Cooking During Quarantine

The daily rituals that are both indulgent and necessary

 Christina B Castro (Flickr/cbcastro)
Christina B Castro (Flickr/cbcastro)

We eat decadently: hand-shaped meatballs plopped on bowls of spaghetti, scallops simmered in a stick of butter, panko-crusted salmon, and cake with grapefruit glaze. Now that it’s summer there’s brown-sugar pulled pork, burgers with cheddar, strawberries piled on homemade biscuits, and cobs of char-marked corn.

The calendar tells us, come out! Swim, attend weddings, and take vacations. Open your home for barbecues: watermelons sweating in awful humidity, long sunlight melting ice in the cooler. Here in Connecticut, restaurants have opened. I’d have thought we’d be first in line for a table! But we’ve got out of the habit. Eating out is appropriately burdensome (make a reservation, wear a mask) and questionably prudent. For now, it’s mostly the two of us, here inside, maniacally preparing our grocery lists. We mark the season with new meals. Instead of soups, we have salads. We ice our coffee.

At first, in March, it felt like survival, thinking of food all the time. We stockpiled peanut butter and beans. My mother mailed us packets of yeast. The fungi give rise to raisin buns and pizza dough. Then I got sick, with fever, cough, and fatigue. I ate saltines and applesauce, but mostly slept through meals. I didn’t lose my taste or smell, but I did lose my appetite. We rejoiced when it returned. Eating was a preparation, a fortification. Who knew how we might burn those calories, what virus our bodies would need nourishment to fight.

In April, as ambulances sped down our street, we ate for distraction and delight, skimming recipe blogs and following cravings. I made tacos and tapas and many desserts: weekday cookies with raisins and nuts; Black Forest cake, its depression filled with cherries; coffee cake like a cinnamon pillow. On Easter, we ate lamb with Dijon. For breakfast, frittatas and buttermilk pancakes. Culinary-minded friends put their pictures online: bundt cakes and simple syrups, Dutch babies and French coffees.

Should I admit we also took pictures? We did. I did. Put them up and waited for compliments on the cherry galette, the mounds of shallot risotto. Look how sumptuous our quarantine is!
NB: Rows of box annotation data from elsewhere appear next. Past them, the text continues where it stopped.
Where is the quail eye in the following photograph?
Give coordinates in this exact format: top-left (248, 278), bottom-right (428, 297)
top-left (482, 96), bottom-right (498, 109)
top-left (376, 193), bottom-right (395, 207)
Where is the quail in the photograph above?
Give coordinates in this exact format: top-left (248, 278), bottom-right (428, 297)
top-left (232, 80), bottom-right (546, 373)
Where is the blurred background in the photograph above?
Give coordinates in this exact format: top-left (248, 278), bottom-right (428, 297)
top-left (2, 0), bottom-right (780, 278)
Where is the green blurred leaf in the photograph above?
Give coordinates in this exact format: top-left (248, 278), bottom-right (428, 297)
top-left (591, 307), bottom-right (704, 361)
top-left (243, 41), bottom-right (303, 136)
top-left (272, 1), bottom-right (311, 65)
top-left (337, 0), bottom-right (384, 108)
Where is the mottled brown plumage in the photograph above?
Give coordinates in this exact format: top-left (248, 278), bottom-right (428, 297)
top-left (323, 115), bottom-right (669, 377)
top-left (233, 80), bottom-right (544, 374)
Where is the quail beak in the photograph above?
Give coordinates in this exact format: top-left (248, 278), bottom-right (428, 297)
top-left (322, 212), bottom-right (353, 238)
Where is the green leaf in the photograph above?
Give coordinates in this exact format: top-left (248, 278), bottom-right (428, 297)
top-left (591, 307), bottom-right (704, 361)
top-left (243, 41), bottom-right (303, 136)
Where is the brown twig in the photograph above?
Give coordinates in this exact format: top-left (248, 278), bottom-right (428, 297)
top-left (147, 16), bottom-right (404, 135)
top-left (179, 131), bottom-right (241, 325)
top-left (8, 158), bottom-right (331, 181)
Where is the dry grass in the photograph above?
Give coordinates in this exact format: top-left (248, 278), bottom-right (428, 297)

Look at the skills I possess! The ego says: don’t be ridiculous. The id says: use portrait mode on that ricotta.

Not all of the meals are perfect. The citrus ciambellone sticks in the pan. My pudding is lumpy. The burgers are salty. But this is encouragement to try again later, to master new techniques for searing, mixing, julienning. What will we have for dinner tonight? And tomorrow? And on Saturday? We need things to anticipate, especially now that we’re nearly through June. We also need control. The afternoons I devote to baking are exercises in discipline: exact quantities of dry and wet ingredients, precise timing and temperatures. I have hours and patience to chill dough in the fridge, just as the recipe requires. I test cakes with toothpicks. Only I decide when they are done, and when I will finally eat them—a power and an independence that, in other parts of my life, have been curtailed.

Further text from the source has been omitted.